Every year, there are fatalities and a rash of nightmare scenarios on Mt. Whitney -- people slipping on a patch of ice in June, taking a "short cut," a wrong turn or a bad step in the worst possible place. There are rogue storms, tragic lightning strikes and various other traumas.

The most common problems along the Whitney Trail in the summer, says Spitek, are caused by altitude sickness, sheer exhaustion and grave misjudgment of one's limits -- "or basically some combination of all three."

People often try to climb Whitney too fast, zooming up from sea-level elevations without leaving enough time for the body to acclimate. At least a night near the trail head and a warm-up day hike are recommended.
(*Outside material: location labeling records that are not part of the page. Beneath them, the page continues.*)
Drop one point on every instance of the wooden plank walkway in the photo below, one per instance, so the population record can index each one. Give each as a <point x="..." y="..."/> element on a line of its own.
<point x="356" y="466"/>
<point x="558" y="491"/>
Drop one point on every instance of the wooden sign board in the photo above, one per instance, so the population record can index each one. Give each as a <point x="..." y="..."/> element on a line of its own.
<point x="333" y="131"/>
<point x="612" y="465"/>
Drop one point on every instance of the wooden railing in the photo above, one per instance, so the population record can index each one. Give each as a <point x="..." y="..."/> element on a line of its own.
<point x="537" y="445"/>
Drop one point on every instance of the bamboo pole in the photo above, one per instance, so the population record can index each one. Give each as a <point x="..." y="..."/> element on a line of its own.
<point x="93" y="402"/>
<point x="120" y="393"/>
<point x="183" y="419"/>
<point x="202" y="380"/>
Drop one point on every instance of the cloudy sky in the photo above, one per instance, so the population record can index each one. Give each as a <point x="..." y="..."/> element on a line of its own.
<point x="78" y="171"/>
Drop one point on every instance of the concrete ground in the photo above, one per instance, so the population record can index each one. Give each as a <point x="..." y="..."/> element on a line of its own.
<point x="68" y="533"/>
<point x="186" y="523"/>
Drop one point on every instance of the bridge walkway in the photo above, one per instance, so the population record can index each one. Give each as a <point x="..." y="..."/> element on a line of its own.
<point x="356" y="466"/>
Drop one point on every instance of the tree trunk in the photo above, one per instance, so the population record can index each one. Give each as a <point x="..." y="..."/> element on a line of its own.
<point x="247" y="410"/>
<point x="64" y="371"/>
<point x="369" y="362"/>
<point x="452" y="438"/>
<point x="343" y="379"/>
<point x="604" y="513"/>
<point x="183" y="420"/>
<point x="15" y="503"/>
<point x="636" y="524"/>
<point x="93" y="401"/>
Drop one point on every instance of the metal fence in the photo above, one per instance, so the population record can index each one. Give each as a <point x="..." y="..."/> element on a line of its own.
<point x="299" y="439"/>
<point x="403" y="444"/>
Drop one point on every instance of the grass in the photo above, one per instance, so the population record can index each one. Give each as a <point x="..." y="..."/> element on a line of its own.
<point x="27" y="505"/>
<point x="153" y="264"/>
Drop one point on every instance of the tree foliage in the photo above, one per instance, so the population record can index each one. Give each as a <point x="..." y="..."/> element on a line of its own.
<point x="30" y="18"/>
As you drive up to the trail head from Lone Pine, Whitney's summit looms in the west above a serrated horizon of dull silver peaks. It's high. It's stark. It's aloof. If mountains could talk, this one wouldn't. Yet it beckons with a force that will push regular folks to do irregular things.

Shortly before the hike, Spitek leaves me with this simple advice: "It should be fun. If it's not fun -- mild discomfort aside -- then maybe it's time to turn around."

Friday

3:40 p.m.: Mark and Vic pull into the last available parking space in the overflow lot at the Whitney Portal trail head (8,360 feet). They had planned on camping here with me last night but an emergency sales meeting held Mark back until this morning, which means we'll be diving into our two-day climb about eight minutes after they've arrived from Los Angeles.

"Can you believe we're less than four hours from L.A.?" says Mark, who climbed Whitney 10 years ago and has decided it's time to come back and refresh his memory. He takes a deep, satisfying breath of Sierra air. "I love this place."

4:33 p.m.: "Whose idea was this again?" gasps Mark, stopping several times to lean on his Mt. Whitney-inscribed walking stick and catch his breath. We're about a mile above the trail head on a dirt path gently curving between a broad groove of forested slopes. We can still see parked cars. If climbing Mt. Whitney were a road trip from Santa Monica to Miami, we'd be somewhere around Anaheim.